Most notably, the `resvar` variable is weird as some of its elements get reused for multiple `y_cov` elements while others don’t (the last `J` elements only appear in one matrix). Is this desired? I can imagine that the two uses of each element induce difficult geometry.

Also why is `y_cov` an array of matrices, wouldn’t the following work just as well?

``````for(c in 1:(T*(J-1))) {
matrix[2,2] y_cov;
y_cov = diag_pre_multiply(resvar[{c,J+c}],y_Lcorr[c]);
y[,{c,J+c}] ~ multi_normal_cholesky(eta_vec[,{c,J+c}], y_cov);
}
``````

Generally the strategy going forward would be to strip everything except for the covariances from the model and see if the problem keeps appearing there.

2 Likes

Oh good catch, I was getting too clever with my looping.

The model is a repeated measures factor analysis with autocorrelated residuals, so y1_t1 is correlated with y1_t2, and y1_t2 is correlated with y1_t3, etc. The aim was to specify pairwise multi-normal distributions, but I didn’t realise that some of the y’s and their variances were appearing in multiple `multi_normal` calls (e.g. y1_t2 is separately specified as `multi_normal` with both y1_t1 and y1_t3).

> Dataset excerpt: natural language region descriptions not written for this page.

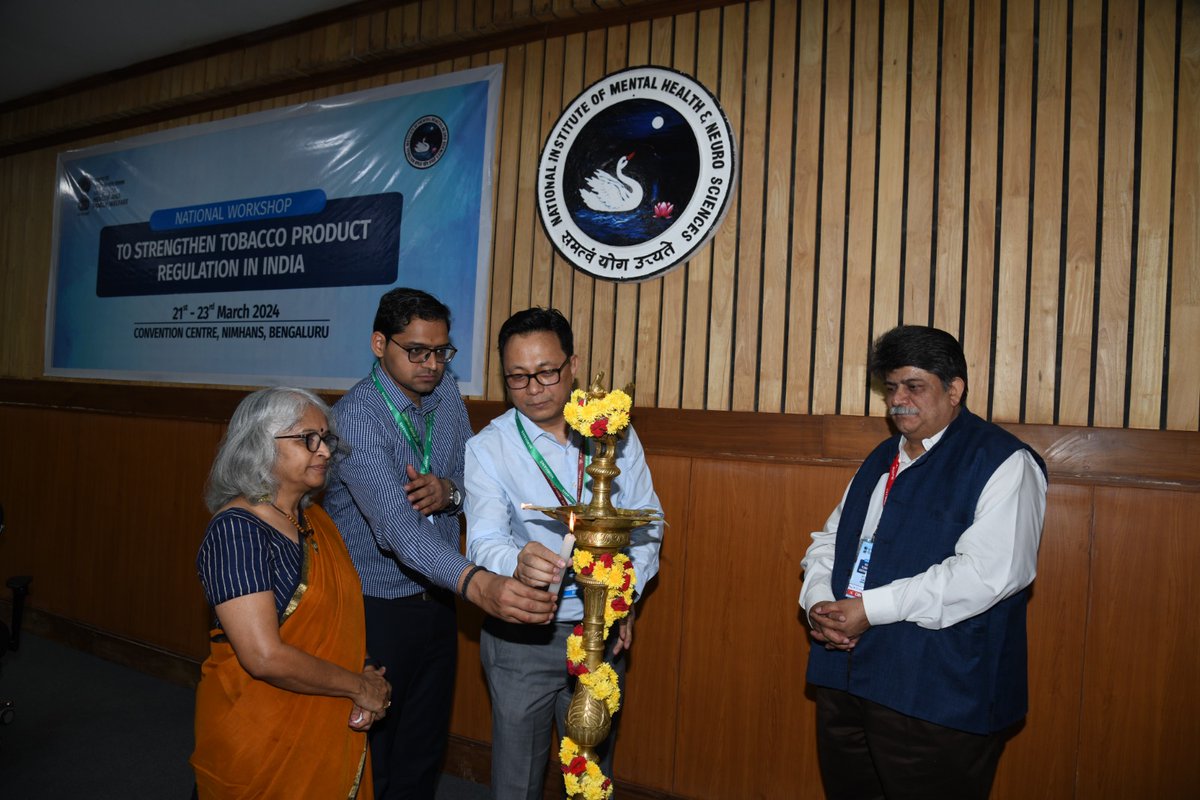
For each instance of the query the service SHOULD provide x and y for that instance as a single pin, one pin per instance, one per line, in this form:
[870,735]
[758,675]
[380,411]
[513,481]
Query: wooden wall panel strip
[979,254]
[807,184]
[1145,402]
[857,288]
[1183,389]
[697,40]
[552,103]
[1047,242]
[1150,721]
[834,208]
[659,302]
[952,167]
[729,59]
[745,335]
[1120,122]
[778,209]
[1083,215]
[922,158]
[1047,746]
[887,289]
[1008,344]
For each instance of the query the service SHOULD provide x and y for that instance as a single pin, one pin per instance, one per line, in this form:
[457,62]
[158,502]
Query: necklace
[305,530]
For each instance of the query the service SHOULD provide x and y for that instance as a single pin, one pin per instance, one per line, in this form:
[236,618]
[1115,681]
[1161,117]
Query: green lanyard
[406,426]
[556,486]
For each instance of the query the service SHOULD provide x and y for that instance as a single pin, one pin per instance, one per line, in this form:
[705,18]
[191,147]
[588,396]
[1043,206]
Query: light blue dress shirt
[501,475]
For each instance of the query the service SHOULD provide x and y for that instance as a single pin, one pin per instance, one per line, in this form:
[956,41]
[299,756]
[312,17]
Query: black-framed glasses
[544,377]
[418,354]
[312,440]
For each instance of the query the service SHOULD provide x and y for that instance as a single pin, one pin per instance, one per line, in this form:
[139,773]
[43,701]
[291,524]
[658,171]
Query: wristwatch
[455,494]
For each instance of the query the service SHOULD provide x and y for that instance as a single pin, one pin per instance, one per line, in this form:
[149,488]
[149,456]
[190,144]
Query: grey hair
[245,462]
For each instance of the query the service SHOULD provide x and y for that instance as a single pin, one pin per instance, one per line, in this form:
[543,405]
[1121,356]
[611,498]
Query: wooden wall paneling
[611,55]
[778,209]
[857,286]
[1047,244]
[979,256]
[1116,230]
[472,713]
[834,208]
[649,715]
[952,168]
[1083,215]
[1157,162]
[748,307]
[551,104]
[1008,343]
[729,88]
[886,258]
[749,525]
[1183,388]
[564,275]
[508,156]
[807,186]
[1140,722]
[1039,761]
[526,223]
[583,300]
[649,43]
[695,34]
[625,350]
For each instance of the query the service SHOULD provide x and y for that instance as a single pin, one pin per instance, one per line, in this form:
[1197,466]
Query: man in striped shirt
[396,499]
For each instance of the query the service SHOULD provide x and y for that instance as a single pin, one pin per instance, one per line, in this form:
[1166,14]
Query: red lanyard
[892,479]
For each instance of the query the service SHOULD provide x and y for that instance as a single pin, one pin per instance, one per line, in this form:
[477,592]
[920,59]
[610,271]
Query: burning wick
[565,553]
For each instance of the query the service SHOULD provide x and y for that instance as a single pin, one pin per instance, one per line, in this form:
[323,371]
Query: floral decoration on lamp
[616,571]
[598,416]
[581,776]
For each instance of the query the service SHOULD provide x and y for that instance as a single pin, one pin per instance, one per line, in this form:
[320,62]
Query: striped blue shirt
[502,475]
[241,554]
[396,551]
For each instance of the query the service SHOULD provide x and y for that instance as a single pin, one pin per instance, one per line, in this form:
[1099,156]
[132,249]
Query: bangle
[466,582]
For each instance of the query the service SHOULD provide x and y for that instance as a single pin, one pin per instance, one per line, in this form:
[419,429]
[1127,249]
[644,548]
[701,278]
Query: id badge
[858,576]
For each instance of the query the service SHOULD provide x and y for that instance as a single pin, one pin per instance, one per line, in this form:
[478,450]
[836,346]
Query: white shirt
[994,559]
[501,475]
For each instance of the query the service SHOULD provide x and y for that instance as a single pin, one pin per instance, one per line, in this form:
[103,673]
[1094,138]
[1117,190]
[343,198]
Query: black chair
[10,639]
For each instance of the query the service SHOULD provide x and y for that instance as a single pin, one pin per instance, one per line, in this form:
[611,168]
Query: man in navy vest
[917,585]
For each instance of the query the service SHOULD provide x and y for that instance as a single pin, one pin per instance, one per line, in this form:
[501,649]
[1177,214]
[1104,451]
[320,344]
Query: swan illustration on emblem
[612,192]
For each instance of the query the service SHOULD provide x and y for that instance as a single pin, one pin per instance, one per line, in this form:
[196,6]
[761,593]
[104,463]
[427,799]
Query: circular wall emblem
[426,140]
[636,174]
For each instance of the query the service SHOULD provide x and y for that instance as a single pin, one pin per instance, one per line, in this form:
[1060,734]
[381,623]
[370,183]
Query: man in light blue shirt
[526,665]
[395,497]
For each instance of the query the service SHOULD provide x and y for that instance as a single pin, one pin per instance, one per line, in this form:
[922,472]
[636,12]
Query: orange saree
[256,740]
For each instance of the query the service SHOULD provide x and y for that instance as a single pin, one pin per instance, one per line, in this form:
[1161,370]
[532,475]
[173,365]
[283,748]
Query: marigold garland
[598,416]
[581,776]
[615,571]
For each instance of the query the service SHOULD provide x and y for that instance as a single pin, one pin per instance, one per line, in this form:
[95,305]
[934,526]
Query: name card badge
[858,577]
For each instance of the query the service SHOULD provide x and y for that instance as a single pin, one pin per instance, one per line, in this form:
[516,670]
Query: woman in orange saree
[285,699]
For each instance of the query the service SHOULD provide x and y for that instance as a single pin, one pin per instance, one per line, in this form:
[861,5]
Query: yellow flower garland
[597,416]
[581,776]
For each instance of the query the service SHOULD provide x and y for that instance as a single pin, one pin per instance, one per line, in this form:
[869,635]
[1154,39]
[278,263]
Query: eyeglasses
[419,354]
[312,440]
[545,377]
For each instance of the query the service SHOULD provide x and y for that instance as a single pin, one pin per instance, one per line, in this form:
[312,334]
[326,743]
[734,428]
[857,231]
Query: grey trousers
[526,669]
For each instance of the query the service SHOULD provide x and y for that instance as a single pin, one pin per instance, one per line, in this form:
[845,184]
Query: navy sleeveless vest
[971,675]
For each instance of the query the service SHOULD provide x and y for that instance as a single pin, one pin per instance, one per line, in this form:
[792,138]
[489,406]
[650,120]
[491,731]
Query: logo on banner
[426,140]
[636,174]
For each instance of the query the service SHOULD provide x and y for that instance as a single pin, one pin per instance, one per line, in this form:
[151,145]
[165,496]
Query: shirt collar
[403,402]
[905,458]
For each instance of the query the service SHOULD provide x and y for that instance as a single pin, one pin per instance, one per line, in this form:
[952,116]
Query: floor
[84,727]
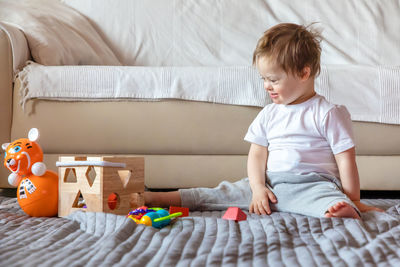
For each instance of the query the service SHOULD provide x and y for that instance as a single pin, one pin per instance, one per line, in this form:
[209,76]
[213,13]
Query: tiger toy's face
[21,154]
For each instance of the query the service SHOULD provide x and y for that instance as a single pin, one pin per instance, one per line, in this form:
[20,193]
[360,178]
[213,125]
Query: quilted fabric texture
[202,239]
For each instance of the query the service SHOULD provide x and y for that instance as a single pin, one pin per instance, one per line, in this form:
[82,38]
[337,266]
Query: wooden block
[95,184]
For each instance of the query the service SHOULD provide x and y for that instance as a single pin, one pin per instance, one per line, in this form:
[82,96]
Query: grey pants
[310,194]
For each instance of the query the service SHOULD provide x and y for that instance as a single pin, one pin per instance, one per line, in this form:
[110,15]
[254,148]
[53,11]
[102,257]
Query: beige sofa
[185,143]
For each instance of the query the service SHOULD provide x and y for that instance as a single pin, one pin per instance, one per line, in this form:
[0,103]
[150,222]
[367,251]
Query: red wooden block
[234,214]
[185,211]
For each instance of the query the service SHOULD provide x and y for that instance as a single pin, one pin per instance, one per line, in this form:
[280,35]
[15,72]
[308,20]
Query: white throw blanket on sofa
[370,93]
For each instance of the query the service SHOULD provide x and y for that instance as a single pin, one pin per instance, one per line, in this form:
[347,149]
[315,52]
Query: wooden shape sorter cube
[113,184]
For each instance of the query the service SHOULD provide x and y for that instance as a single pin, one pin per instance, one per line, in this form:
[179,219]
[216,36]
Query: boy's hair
[292,47]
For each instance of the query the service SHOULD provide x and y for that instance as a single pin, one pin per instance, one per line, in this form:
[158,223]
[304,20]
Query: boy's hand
[260,201]
[364,208]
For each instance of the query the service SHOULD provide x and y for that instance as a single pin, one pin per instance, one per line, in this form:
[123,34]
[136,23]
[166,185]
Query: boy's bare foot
[342,210]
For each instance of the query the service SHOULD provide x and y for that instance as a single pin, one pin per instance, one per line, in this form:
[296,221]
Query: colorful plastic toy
[37,192]
[234,214]
[156,217]
[185,211]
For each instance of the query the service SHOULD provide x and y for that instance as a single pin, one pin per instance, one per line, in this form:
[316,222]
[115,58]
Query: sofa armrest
[14,53]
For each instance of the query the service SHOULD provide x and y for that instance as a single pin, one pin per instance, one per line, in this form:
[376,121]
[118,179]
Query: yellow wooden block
[91,184]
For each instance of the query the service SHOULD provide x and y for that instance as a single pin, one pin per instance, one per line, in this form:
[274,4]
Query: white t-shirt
[303,138]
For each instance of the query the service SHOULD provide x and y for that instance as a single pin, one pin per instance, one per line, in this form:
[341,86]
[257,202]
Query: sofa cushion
[57,34]
[165,127]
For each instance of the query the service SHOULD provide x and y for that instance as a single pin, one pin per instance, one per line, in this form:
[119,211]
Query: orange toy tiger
[37,187]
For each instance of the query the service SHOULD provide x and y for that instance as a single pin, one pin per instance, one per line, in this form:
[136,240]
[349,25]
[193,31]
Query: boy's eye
[16,149]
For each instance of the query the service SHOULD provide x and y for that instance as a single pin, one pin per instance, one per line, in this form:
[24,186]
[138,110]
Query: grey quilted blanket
[203,239]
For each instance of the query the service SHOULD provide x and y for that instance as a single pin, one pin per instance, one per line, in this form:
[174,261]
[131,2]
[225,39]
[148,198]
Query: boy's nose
[267,86]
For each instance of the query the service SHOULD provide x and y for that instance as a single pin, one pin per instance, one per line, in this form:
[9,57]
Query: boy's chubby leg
[342,210]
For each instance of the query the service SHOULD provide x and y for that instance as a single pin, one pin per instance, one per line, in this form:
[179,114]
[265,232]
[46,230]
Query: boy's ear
[305,73]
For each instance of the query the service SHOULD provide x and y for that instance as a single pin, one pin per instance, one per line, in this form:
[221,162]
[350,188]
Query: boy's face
[284,88]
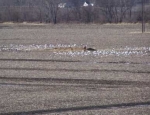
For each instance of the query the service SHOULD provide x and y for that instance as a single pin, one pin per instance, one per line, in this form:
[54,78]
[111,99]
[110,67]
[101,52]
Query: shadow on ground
[59,110]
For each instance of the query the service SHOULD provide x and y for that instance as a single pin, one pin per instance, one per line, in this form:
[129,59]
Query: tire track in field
[66,61]
[77,81]
[73,70]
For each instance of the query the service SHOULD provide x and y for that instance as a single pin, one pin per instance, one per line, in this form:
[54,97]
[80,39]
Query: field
[45,70]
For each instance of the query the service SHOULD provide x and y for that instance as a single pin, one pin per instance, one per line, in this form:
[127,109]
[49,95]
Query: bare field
[45,70]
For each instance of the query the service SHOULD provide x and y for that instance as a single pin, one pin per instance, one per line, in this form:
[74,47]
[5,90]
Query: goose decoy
[88,49]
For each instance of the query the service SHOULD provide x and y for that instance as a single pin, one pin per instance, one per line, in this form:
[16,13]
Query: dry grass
[41,82]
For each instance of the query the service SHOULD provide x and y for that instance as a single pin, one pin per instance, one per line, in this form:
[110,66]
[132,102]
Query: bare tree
[52,10]
[115,10]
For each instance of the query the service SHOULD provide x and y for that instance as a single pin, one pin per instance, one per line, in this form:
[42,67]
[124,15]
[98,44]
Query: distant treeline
[73,11]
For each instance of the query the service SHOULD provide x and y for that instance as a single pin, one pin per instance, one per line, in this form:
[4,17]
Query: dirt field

The working solution that I found was to ‘pack’ the individual cholesky factors into a single larger cholesky factor and use that in a single `multi_normal` call:

``````transformed parameters{
cholesky_factor_corr[J*T] y_corr = diag_matrix(rep_vector(1,J*T));

for(c in 1:(T*(J-1))) {
y_corr[c+J,c] = y_Lcorr[c][2,1];
y_corr[c+J,c+J] = y_Lcorr[c][2,2];
}
}

model{
...

y ~ multi_normal_cholesky(eta_vec, diag_pre_multiply(resvar,y_corr));
}
``````

That model runs exceedingly well and recovers the parameters nicely.

Thanks for catching that looping oddity, it’s always the little things that trip me up!